Clean Development Mechanism (CDM) & REDD

The Clean Development Mechanismis one of the "flexible mechanisms" provided for in the Kyoto Protocol. The rich countries can finance projects to reduce emissions in developing countries and have these reductions offset against the fulfillment of their own obligations. The most important criterion when approving CDM projects is "additionality". This is determined by comparing the emissions after project implementation with the emissions in a reference scenario ("what would have happened without the project?") - a weak point in the system. Which projects can be financed depends on the price of the reduction certificates on the carbon markets.
Motto of the development so far (quite intentional): "The cheapest first". Hence the large proportion of the projects for the combustion of HFC-23, a residue in coolant production and extremely potent greenhouse gas (see graphic). The price of the certificates was well above the reduction costs and ensured the plant operators (especially in China) enormous profits. In 2007, on the other hand, projects in the fields of renewable energies (including hydropower), increasing energy efficiency and switching fuel - such as gas instead of coal - dominated. The World Bank believes that more efficient coal-fired power plants should also be eligible for the CDM.

REDD (Reducing Emissions from Deforestation and Degradation)

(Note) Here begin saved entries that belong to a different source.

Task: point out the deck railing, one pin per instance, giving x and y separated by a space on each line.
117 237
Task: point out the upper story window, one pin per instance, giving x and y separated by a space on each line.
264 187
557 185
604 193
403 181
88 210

Forestry and deforestation are responsible for more than 17% of all greenhouse gas emissions - hence their central role in a future climate agreement. A new proposal in the climate negotiations provides for credits for avoiding deforestation etc. to be included in global emissions trading. In addition to endangering the land rights of indigenous forest peoples, the risks also include flooding the carbon markets with these - as expected cheap - reduction certificates. Heated discussions are therefore ensured.